ASAHAN Isu Suku, Agama, Ras Antargolongan (SARA) yang dilemparkan ke publik oleh sejumlah pihak tidak akan mampu memecah belah warga Sumatera Utara (Sumut).

Terlebih saat mendekati momen kontestasi Pemilihan Kepala Daerah (Pilkada) 2018 ini. Isu tersebut dinilai hanya perbuatan orang-orang yang tidak mampu bertarung secara rasional dengan etika politik yang santun.

Hal itu diungkapkan Ustaz H Syahrul Efendi Siregar yang juga merupakan kader dari Partai Demokrasi Indonesia (PDI) Perjuangan.

Ia mengatakan bahwa pada prinsipnya Pilkada khususnya dalam Pemilihan Gubernur (Pilgub) adalah ajang mencari kepala daerah dan bukan imam salat. Karena itu, masyarakat jangan terprovokasi dengan isu-isu SARA yang kerap dihembuskan untuk merusak rasionalisme berpikir warga.
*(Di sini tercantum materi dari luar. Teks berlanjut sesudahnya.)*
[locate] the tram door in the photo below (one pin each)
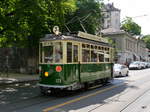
(73, 61)
(76, 60)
“Kita sekarang memilih imam sholat atau gubernur? Kalau milih gubernur ya pilih nomor dua, pasangan Djarot dan Sihar,” kata Syahrul dalam orasinya di Lapangan BSBD Jalan Ir Sutami Kelurahan Dadi Mulyo Kecamatan Kisaran Barat, Kabupaten Asahan.

Dalam wawancara singkat bersama wartawan di sela sela Kampanye Akbar pasangan Djarot Sihar di Asahan akhir pekan lalu, alumni Pascasarjana Universitas Islam Negeri (UIN) Sumut tersebut mengatakan bahwa dalam ranah pemilihan kepala daerah, selalu saja dimanfaatkan orang-orang yang tidak bertanggungjawab menyebarkan isu yang menghujat. Padahal itu sangat bertentangan dengan agama. Karena itu masyarakat harus rasional dan jangan terpengaruh isu-isu tersebut.

“Kita ingin perubahan ya pasti kita memilih nomor dua. Karena kita ingin kemajuan bersama. Karena itu, hanya orang munafik yang menghembuskan isu SARA untuk memecah belah persatuan bangsa,” katanya.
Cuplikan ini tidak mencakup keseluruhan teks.